Merkel: Abzug aus Afghanistan "unverantwortlich"
Trotz der schweren Verluste der Bundeswehr in Afghanistan hält Bundeskanzlerin Angela Merkel (CDU) den Einsatz für alternativlos. Forderungen nach einem sofortigen Abzug der deutschen Truppen aus Afghanistan bezeichnete sie als "unverantwortlich".

"Es wäre (...) ein Trugschluss zu glauben, Deutschland wäre nicht im Visier des internationalen Terrorismus", sagte sie in ihrer Regierungserklärung im Bundestag. Die Folgen eines Abzugs wären "weit verheerender als die Folgen der Anschläge vom 11. September 2001". Afghanistan würde "in Chaos und Anarchie versinken".

Zugleich zeigte die Kanzlerin abermals Verständnis dafür, dass Soldaten den Afghanistan-Einsatz als Krieg bezeichnen. "Das verstehe ich gut." Sie warnte davor, die Situation in Afghanistan zu beschönigen. "Niemand von uns verharmlost." Merkel rief die Abgeordneten des Bundestags dazu auf, zu dem erst im Februar vom Parlament beschlossenen Mandat zu stehen. "Wir können von unseren Soldaten nicht Tapferkeit erwarten, wenn uns selbst der Mut fehlt, uns zu dem zu bekennen, was wir beschlossen haben." Innerhalb von zwei Wochen waren in Afghanistan sieben deutsche Soldaten getötet worden.

Fortschritte und Rückschritte

Die Kanzlerin räumte Fehler im Zusammenhang mit dem Afghanistan- Einsatz in den vergangenen Jahren ein. "Es gab manche Fortschritte, es gab zu viele Rückschritte, und unsere Ziele waren zum Teil unrealistisch hoch oder sie waren zum Teil falsch." Merkel wies auf die neue Afghanistan-Strategie zur schnellen Übergabe der Sicherheitsverantwortung an die Afghanen hin. "Unser Einsatz ist nicht auf Dauer angelegt, aber auf Verlässlichkeit." Das Land zu einer Demokratie nach westlichem Vorbild machen zu wollen, wäre zum Scheitern verurteilt.
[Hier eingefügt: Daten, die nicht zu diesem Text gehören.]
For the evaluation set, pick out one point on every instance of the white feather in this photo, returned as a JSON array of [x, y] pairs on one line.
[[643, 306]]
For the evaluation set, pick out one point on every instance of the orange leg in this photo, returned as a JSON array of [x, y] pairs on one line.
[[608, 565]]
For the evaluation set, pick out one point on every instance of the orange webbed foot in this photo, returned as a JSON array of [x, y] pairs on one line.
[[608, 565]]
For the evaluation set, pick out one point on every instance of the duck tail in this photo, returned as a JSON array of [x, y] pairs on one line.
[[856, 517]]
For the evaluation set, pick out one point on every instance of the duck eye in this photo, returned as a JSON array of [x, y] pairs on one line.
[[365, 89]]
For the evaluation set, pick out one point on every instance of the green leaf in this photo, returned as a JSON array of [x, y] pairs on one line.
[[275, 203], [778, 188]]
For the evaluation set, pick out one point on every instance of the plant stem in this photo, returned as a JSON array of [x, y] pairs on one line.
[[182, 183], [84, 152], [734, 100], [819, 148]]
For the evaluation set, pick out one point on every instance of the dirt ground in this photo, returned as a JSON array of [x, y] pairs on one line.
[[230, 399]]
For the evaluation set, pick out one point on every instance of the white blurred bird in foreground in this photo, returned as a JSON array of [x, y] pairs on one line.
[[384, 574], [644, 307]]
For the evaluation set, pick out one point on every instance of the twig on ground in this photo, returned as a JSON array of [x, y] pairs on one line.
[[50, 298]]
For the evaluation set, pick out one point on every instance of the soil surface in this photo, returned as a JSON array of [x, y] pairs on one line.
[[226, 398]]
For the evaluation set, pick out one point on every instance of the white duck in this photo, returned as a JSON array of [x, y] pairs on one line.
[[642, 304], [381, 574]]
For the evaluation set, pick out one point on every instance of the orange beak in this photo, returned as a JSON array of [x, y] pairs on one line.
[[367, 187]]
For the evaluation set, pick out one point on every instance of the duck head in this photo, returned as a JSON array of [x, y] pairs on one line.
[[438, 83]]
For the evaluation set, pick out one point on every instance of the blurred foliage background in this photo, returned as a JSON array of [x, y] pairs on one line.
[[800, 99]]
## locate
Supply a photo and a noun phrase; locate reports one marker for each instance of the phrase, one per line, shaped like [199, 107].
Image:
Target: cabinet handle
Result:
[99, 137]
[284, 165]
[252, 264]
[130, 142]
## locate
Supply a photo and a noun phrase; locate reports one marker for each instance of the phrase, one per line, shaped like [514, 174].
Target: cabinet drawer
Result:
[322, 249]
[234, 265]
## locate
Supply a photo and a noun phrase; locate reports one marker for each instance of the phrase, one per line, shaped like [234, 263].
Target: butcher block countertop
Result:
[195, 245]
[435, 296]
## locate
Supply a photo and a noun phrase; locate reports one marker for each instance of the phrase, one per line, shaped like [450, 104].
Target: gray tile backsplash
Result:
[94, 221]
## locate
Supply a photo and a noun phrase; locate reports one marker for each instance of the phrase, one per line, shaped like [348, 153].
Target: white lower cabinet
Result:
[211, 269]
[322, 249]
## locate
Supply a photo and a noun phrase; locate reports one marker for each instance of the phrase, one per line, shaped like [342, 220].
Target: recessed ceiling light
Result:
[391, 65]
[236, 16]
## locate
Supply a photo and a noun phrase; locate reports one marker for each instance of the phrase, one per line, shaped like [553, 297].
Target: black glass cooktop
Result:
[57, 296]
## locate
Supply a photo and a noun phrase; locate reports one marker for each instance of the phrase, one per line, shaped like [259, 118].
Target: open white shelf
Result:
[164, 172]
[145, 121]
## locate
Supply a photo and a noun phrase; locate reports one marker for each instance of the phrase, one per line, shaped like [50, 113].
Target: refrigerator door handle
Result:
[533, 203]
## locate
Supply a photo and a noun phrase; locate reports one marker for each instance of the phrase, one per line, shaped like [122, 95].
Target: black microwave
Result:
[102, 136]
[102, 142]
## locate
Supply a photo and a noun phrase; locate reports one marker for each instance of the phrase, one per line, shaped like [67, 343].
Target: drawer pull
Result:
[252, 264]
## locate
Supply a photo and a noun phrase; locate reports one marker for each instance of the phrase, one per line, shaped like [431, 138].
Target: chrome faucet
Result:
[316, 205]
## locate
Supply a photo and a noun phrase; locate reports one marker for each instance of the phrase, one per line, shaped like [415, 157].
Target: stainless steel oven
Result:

Die Folgen eines Abzugs wären nach Merkels Einschätzung auch für die internationale Gemeinschaft und die Sicherheit in Deutschland «unabsehbar». So würde die Gefahr erheblich steigen, dass Nuklearmaterial in die Hände extremistischer Gruppen gelange. Ein Abzug wäre eine "Ermutigung für alle Extremisten, die weit über Afghanistan und seine Nachbarn hinausgehe". Merkel wiederholte die Aussage des früheren Verteidigungsministers Peter Struck (SPD), dass die Sicherheit in Deutschland auch am Hindukusch verteidigt werde.

Letzte Option

Zweifel an der Gültigkeit des Afghanistan-Mandats, wie sie von SPD-Chef Sigmar Gabriel geäußert worden sind, wies die Kanzlerin zurück. "Dieses Mandat ist über jeden vernünftigen völkerrechtlichen und verfassungsrechtlichen Zweifel erhaben", sagte sie. Der Einsatz der Bundeswehrsoldaten ist aber nach Ansicht von Merkel nur die letzte Option. "Er kann stets nur das letzte Mittel sein, streng gebunden an Völker- und Verfassungsrecht." Merkel erinnerte daran, dass auch Unbeteiligte infolge deutschen Handelns ihr Leben verloren. Dabei nannte sie den Luftschlag bei Kundus vom 4. September, bei dem bis zu 142 Menschen getötet oder verletzt wurden.

Zuvor hatte Merkel den Angehörigen, Freunden und Kameraden der sieben getöteten Bundeswehrsoldaten ihr Mitgefühl ausgesprochen. Die Soldaten seien gestorben, weil sie Afghanistan zu einem Land ohne Terror und Angst machen wollten. «Alle Soldaten, die in Afghanistan Dienst tun, verdienen unsere Solidarität und unser Mitgefühl.